Christine Lagarde a tenu des propos "humiliants" envers les Grecs, selon Athènes. [Oli Scarff - Keystone]
Christine Lagarde a tenu des propos "humiliants" envers les Grecs, selon Athènes. [Oli Scarff - Keystone]
Des propos de la directrice du FMI Christine Lagarde contre les Grecs ont provoqué une levée de boucliers en Grèce. Paris a aussi critiqué sa vision "caricaturale".

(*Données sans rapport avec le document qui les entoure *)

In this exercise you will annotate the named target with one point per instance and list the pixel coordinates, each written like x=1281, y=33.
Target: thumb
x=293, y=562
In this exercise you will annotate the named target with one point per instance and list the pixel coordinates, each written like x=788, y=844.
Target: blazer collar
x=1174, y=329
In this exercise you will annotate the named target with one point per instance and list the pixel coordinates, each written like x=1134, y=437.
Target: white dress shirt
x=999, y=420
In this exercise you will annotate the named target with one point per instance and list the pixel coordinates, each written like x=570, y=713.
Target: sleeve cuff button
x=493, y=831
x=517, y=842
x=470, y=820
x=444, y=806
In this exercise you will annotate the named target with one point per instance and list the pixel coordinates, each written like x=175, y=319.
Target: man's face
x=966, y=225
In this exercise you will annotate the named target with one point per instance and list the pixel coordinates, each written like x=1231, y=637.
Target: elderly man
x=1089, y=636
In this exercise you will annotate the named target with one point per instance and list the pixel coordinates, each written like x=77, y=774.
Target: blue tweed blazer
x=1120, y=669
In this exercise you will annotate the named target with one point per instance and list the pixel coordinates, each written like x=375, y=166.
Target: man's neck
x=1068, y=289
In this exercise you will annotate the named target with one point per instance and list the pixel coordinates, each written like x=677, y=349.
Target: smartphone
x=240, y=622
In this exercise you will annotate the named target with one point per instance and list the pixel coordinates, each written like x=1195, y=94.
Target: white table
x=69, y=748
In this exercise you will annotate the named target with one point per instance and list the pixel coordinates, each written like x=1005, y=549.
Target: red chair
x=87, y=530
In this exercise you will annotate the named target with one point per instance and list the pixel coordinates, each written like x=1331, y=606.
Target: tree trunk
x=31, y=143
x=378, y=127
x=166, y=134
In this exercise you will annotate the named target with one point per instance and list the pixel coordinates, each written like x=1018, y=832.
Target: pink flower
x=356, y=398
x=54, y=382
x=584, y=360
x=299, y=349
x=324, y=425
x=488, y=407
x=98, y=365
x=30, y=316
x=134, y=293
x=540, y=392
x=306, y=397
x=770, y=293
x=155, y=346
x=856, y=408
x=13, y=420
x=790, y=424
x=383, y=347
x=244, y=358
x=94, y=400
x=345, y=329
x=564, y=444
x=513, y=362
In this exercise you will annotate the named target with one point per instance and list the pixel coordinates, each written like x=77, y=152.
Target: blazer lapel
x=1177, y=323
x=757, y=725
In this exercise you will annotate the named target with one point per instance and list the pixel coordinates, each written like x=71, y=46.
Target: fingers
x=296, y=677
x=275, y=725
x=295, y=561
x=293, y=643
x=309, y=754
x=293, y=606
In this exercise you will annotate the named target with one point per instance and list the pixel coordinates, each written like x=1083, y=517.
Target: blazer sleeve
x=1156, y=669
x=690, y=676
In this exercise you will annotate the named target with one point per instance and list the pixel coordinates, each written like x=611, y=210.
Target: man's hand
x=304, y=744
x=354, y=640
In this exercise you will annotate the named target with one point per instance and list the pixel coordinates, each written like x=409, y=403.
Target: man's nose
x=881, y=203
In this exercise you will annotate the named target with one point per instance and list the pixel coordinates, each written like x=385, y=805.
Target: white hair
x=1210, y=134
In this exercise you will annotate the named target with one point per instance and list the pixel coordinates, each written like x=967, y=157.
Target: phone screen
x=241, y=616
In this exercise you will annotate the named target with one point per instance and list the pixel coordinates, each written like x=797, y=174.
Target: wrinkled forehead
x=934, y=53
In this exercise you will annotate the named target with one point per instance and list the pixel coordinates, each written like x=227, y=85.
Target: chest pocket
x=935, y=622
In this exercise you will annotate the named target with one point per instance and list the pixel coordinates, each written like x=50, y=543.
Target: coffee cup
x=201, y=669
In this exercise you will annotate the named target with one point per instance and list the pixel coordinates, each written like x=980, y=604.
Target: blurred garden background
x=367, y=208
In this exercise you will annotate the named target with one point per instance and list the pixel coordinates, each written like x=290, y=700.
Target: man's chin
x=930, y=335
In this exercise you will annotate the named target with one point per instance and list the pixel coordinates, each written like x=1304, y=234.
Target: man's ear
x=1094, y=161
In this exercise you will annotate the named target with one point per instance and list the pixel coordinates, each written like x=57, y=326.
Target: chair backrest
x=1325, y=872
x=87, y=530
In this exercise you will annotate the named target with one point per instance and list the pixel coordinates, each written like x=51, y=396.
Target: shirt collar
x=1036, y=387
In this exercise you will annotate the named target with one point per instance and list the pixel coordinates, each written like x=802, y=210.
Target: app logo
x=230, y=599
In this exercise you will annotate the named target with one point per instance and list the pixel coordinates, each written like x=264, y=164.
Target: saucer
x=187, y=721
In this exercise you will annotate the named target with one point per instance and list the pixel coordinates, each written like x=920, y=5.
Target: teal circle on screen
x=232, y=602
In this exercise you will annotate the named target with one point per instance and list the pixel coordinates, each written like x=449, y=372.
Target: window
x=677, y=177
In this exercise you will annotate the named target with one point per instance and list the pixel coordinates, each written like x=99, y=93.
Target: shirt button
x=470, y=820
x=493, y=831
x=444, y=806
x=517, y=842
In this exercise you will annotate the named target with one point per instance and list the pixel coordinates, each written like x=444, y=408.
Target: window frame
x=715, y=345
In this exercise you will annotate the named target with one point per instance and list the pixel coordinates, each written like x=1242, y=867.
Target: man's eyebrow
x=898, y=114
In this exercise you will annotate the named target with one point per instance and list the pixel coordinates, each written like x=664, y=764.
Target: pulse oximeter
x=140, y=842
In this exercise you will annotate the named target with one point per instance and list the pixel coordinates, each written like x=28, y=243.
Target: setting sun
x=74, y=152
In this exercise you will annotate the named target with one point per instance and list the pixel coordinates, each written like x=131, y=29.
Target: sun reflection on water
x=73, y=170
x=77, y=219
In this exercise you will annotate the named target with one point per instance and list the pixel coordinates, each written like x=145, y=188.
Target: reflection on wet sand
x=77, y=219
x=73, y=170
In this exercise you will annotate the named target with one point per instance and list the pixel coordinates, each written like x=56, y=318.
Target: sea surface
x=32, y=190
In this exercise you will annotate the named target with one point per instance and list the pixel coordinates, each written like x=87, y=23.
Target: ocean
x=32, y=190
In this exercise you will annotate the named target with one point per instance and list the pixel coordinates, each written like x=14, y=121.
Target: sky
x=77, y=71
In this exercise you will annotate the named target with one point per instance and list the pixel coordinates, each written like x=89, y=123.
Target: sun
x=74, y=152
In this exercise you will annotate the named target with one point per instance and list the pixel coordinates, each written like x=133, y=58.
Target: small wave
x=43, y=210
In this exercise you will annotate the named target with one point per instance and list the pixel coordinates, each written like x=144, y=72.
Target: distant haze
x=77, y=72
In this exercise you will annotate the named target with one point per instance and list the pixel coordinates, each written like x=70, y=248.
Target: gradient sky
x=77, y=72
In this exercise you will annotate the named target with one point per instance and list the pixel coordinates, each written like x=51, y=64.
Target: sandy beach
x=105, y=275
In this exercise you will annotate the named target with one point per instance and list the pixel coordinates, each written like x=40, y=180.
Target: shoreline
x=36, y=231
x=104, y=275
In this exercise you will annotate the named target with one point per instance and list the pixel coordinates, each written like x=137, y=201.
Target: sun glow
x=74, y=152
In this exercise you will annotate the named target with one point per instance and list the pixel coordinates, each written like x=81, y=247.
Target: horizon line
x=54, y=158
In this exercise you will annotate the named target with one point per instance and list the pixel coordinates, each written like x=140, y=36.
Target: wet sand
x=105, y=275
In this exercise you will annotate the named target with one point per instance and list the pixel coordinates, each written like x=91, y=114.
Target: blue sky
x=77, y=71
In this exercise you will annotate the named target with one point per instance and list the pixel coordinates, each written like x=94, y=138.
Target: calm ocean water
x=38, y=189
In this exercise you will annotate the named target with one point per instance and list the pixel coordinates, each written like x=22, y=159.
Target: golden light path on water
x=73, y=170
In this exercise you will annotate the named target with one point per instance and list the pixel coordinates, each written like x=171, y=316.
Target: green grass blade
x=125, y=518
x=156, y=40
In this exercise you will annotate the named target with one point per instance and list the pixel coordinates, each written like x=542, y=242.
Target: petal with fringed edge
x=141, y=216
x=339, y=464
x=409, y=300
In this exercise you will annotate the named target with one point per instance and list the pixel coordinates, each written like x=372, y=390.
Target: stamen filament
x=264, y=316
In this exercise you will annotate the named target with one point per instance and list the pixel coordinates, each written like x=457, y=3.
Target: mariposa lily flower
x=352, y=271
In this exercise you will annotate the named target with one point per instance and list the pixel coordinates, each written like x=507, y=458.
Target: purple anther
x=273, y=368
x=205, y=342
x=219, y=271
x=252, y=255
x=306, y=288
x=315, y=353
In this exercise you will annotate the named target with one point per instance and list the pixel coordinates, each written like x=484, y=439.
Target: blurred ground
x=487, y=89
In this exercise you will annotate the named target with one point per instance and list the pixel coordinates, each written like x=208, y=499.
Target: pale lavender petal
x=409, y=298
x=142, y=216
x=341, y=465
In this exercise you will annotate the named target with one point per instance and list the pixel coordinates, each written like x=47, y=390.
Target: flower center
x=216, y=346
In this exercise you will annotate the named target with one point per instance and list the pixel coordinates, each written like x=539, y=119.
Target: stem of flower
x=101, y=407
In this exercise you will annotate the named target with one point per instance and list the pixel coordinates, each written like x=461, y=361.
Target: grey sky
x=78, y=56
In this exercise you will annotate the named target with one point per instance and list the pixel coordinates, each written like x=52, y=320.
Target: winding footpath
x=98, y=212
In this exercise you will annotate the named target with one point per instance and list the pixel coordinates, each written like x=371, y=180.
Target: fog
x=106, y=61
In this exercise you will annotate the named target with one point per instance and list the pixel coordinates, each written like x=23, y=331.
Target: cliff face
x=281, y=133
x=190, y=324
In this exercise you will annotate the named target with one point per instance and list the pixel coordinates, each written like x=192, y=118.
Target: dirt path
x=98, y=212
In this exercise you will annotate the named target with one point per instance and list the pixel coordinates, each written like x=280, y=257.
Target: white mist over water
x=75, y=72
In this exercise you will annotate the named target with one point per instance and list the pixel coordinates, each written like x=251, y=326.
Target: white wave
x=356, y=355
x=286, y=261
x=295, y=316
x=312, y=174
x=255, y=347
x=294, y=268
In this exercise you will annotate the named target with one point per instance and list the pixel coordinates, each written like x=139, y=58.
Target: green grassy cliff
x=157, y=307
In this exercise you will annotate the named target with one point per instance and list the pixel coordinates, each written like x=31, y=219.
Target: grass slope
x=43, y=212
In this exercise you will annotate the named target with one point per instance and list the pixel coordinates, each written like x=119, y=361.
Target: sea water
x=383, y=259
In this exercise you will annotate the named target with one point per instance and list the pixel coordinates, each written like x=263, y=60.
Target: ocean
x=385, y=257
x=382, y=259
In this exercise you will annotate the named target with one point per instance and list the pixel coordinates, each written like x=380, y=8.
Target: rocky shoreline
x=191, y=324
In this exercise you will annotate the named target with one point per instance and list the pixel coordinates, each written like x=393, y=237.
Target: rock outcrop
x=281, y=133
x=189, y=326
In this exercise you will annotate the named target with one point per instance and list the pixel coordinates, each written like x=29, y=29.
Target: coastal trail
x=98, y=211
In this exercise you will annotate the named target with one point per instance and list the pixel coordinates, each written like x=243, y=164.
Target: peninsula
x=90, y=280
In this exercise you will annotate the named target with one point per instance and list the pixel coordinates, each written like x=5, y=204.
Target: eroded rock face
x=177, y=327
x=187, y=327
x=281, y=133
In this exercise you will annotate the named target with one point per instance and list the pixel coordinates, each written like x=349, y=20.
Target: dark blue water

La directrice du FMI Christine Lagarde s'est attiré dimanche les foudres des Grecs, qui se disent "humiliés" par ses propos sur le paiement des impôts, mais aussi les critiques de Paris qui a qualifié sa vision d'"un peu caricaturale et schématique".


Christine Lagarde a mis le feu aux poudres en estimant dans une interview au Guardian que "les Grecs devraient commencer par s'entraider collectivement", et ce, en "payant tous leurs impôts", et se dit moins préoccupée par leur sort que par celui des enfants d'Afrique.


Des propos "insultants"

Samedi soir, devant le tollé généré par ses propos, Christine Lagarde s'est montrée plus conciliante, se disant "très compatissante à l'égard des Grecs et les défis qu'ils relèvent". Ses propos avaient suscité dimanche plus de 9800 commentaires sur sa page Facebook.


Le chef du parti socialiste Pasok, Evangélos Vénizélos, après avoir estimé que les propos de Christine Lagarde avaient "humilié" et "insulté" les Grecs, s'est réjoui qu'elle ait rectifié le tir, car "cela signifie qu'elle a pris en compte une nation fière".


Alexis Tsipras, chef du parti de la gauche radicale Syriza propulsé en 2e position lors des législatives du 6 mai, a lancé à Christine Lagarde que les Grecs ne cherchaient pas sa "sympathie" et que "les travailleurs grecs paient leurs impôts" qui sont très lourds et même "insupportables".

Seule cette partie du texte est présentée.